Shortcuts for macro decorators

decrator shortcut
continuous cont
categorical cat
aggregation aggr

Macros other than aggregations with sample data

If a macro returns sample data, we need to return a list or numpy.array with data for each sample. In the formula, we have to use brackets to get the information of certain sample. For example:

from vcf.macros import cat

@cat
def GTTYPEs(variant)
	gttypes = variant.gt_types
	return ['HOM_REF'if gttype == 0 else \
			'HET' if gttype == 1 else \
			'HOM_ALT' if gttype == 2 else 'UNKNOWN' for gttype in gttypes]

To get the genotype in sample 1 in formula: GTTYPEs{0}. You can also use sample name as well: GTTYPEs{some sample}

It's also allowed to pass vcf (the instance of cyvcf.VCF) as the second argument to the macro. For example:

from vcf.macros import cont

@cont
def MIXED_INFO(variant, vcf):
	...

Check the API documentation of cyvcf2 to see what information we can get from vcf.

Macros with filters

aggregations have different syntax for filters. Here we are discussing about continuous and categorical.

For continuous macros, we can use an upper and lower bound to filter. For example: AAF[0.05, 0.95] will take only variants with alternate allele frequency within [0.05, 0.95], including 0.05 and 0.95. We don't have a lower/upper bound exclusive syntax, so to exclude 0.05, we can specify some value less than and close to it, say 0.0499.

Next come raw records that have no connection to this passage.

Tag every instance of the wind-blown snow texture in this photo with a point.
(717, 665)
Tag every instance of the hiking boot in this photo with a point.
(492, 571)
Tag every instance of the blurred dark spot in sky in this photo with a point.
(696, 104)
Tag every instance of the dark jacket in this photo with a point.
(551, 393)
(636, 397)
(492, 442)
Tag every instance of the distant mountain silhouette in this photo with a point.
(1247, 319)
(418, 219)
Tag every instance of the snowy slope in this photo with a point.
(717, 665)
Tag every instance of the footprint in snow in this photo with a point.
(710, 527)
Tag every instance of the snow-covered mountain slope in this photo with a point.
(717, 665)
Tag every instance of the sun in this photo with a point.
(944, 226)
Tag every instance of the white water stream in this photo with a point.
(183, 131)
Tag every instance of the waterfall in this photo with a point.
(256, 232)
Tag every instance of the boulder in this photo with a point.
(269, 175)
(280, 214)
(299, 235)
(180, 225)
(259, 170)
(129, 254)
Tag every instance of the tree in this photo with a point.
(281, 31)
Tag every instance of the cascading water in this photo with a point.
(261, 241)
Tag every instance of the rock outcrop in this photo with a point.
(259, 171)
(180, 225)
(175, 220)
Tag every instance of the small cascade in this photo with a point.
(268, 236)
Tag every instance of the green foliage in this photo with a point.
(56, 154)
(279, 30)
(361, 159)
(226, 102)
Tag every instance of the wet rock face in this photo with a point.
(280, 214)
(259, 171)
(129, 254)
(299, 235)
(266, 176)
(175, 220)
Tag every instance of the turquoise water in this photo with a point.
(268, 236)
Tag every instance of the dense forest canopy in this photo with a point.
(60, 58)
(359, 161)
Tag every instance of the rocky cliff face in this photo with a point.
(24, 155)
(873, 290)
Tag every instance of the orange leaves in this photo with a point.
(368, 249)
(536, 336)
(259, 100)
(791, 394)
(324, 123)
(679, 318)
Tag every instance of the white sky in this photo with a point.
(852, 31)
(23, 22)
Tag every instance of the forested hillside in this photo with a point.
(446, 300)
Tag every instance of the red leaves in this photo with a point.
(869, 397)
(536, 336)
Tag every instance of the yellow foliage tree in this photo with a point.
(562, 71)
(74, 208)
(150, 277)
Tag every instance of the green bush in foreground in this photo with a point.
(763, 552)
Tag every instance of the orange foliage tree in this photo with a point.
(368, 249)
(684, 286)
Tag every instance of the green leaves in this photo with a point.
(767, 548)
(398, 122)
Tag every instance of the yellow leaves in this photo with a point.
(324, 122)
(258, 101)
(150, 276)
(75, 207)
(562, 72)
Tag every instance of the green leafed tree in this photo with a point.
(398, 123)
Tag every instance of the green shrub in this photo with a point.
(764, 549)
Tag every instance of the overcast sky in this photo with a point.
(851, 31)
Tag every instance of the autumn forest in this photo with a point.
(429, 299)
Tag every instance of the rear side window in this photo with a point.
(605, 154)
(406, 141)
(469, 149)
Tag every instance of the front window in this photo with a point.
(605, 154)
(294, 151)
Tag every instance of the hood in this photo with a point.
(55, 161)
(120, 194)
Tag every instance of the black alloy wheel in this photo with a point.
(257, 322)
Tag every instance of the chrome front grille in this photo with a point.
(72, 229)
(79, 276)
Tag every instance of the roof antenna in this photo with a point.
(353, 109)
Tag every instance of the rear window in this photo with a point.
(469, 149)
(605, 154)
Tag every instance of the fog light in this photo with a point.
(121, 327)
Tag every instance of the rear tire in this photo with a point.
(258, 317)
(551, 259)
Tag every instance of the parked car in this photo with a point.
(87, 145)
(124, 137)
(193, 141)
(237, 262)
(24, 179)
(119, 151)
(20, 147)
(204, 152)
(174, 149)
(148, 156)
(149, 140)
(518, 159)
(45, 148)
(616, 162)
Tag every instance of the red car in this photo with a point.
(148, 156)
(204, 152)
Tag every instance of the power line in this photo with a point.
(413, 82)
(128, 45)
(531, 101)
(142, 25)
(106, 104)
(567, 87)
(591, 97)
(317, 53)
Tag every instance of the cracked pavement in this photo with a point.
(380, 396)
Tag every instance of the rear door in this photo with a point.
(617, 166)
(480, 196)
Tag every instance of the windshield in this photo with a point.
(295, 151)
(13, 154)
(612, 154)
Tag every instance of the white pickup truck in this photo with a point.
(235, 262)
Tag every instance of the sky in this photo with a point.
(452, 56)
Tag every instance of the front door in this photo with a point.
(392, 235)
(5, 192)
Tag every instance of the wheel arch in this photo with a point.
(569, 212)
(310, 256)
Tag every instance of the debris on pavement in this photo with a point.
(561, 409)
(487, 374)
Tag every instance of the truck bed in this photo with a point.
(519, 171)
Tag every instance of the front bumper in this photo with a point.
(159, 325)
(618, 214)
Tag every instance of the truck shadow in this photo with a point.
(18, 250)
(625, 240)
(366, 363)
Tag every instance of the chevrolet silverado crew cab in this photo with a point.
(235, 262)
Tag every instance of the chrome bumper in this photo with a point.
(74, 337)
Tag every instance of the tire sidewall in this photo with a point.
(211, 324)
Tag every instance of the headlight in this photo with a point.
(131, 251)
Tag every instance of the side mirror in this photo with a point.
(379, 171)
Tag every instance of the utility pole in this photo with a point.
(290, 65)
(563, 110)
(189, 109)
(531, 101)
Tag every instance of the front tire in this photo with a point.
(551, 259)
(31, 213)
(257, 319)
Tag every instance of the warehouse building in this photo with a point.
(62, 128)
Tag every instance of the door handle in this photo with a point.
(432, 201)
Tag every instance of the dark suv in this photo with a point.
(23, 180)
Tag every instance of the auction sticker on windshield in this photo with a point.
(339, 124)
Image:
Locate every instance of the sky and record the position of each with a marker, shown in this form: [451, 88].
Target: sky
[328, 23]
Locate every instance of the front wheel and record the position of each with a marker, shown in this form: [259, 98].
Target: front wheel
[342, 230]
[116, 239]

For categorical macros, we can specify the categories that we want to keep in the plotting. For example: CHROM[chr1, chr2, chr3]. More conveniently, we can use hyphen to include a range of categories. For example, CHROM[chr1-chr22, chrX, chrY] will include all human chromosomes.

Hint

With both filters and sample subscribes, it doesn't matter which one you put it first. That means you can do both GTTYPEs{0}[HET] and GTTYPEs[HET]{0}. They are the same.

Aggregations

When you define aggregations, you just define who to aggregate the values. For example:

from vcfstats.macros import aggr
@aggr
def SUM(values):
	return sum(values)
While when you use it, you can specify macros as filter and group for it. For example: SUM(DEPTHs{0}, filter=FILTER[PASS], group=CHROM). This means to sum up the depth of variants pass all filters on each chromosome for the first sample.

Note

Generally, we have to specify group for an aggregation. There are 2 situations that you don't have to:

  1. when an aggregation is used as Y, left part of the formula, and X is a categorical macro. Then the categorical values will be used as group for the aggregation.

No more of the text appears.